Cornettoninja · 16/06/2019 11:06

You crack on. The benefit for your ds in terms of nutrition and his immune system are bonuses at his age and that’s before we even get on to meeting his emotional needs. Although you don’t have to bf there are scientifically backed up reasons why not only is it not a problem there are clear benefits.

Dd is still bf at 3.5. Only bedtime or on waking (or if there’s been a massive upset causing physical pain) and it’s fine. She’ll be ready soon enough. Nightfeeding and sleeping through coincided with her last teeth coming through and I maintain that she just found teething very hard (she was a clingy baby and I think that she’s just not got a very good tolerance for gum pain - who does?!? My wisdom teeth came through very late after I had a tooth removed and it bloody hurts!). Her total feeds fell of a cliff at that point too and she was much more accepting of me saying no to feeding at times.

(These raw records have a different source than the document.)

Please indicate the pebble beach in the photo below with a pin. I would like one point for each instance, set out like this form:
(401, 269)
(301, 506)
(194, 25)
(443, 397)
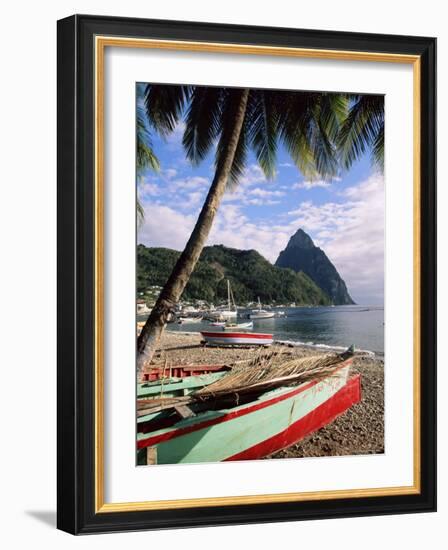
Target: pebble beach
(359, 431)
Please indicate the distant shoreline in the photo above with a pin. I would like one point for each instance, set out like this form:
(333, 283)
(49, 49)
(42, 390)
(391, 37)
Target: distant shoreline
(359, 431)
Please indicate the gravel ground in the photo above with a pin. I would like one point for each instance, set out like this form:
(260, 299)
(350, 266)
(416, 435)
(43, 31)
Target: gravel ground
(360, 430)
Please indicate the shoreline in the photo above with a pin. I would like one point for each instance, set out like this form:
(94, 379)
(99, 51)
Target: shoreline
(359, 431)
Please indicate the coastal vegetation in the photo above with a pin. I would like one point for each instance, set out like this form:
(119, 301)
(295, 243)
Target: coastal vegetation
(251, 276)
(315, 129)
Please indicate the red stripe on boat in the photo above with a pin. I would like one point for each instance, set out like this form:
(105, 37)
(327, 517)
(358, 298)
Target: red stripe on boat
(251, 335)
(154, 440)
(316, 419)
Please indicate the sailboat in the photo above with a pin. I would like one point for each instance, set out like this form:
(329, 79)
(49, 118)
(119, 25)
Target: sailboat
(231, 311)
(261, 313)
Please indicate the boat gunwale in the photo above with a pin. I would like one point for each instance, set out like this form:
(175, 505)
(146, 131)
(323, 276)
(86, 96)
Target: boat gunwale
(264, 400)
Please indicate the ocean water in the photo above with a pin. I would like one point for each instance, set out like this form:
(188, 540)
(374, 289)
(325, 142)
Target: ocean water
(334, 327)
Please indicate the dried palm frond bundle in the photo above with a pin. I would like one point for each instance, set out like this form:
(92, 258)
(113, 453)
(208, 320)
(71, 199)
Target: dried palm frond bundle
(273, 369)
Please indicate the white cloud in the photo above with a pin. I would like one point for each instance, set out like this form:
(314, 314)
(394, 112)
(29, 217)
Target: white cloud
(165, 227)
(147, 189)
(312, 184)
(193, 200)
(252, 174)
(190, 182)
(351, 233)
(169, 173)
(258, 192)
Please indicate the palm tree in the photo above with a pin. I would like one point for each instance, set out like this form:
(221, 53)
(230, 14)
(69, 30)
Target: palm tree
(145, 156)
(236, 120)
(363, 129)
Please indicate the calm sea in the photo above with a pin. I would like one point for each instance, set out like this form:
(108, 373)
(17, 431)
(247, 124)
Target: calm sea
(337, 327)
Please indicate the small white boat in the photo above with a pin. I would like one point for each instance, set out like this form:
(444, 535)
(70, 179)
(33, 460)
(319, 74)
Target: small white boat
(183, 320)
(231, 311)
(238, 326)
(237, 339)
(261, 313)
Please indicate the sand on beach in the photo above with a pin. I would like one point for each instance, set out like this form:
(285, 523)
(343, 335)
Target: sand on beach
(360, 430)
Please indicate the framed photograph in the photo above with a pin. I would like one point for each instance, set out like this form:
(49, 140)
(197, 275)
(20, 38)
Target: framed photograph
(246, 271)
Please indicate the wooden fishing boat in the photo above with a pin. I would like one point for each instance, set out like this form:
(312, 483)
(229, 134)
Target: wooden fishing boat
(183, 320)
(237, 338)
(261, 313)
(238, 326)
(264, 419)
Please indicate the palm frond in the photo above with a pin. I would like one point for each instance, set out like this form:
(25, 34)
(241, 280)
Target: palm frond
(140, 212)
(363, 128)
(262, 116)
(164, 105)
(230, 102)
(378, 149)
(295, 117)
(202, 122)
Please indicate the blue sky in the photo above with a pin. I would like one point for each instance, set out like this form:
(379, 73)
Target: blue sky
(345, 217)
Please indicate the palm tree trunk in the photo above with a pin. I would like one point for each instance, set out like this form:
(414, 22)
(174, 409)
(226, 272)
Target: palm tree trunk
(172, 291)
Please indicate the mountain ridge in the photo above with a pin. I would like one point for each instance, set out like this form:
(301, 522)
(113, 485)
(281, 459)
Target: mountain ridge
(302, 255)
(250, 275)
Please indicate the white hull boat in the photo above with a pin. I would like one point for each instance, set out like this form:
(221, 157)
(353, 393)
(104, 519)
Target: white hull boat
(237, 339)
(238, 326)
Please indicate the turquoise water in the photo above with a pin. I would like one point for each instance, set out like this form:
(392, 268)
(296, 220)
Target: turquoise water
(338, 326)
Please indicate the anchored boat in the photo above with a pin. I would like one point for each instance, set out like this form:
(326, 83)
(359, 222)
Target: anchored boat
(210, 418)
(237, 338)
(261, 313)
(238, 326)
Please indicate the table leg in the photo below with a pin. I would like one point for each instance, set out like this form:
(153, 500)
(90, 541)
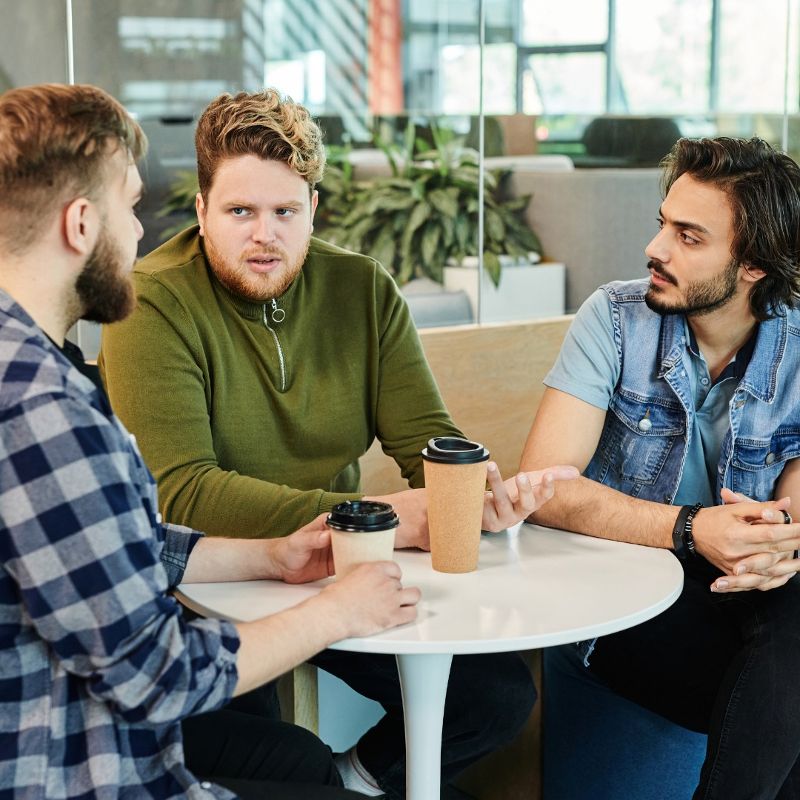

The food fussiness is a really common toddler/preschooler problem, I sympathise with your anxiety; it’s hard enough with a well child to wrestle with your instinct to feed them up never mind a child who is prone to illness. Just keep putting foods in front of him and being positive.

There’s a really nice toddler cookbook if you search tickle fingers cookbook. Loads of suggestions on how to involve even tiny children with cooking. Even if he doesn’t eat the final product it gets him familiar with the ingredients and concept.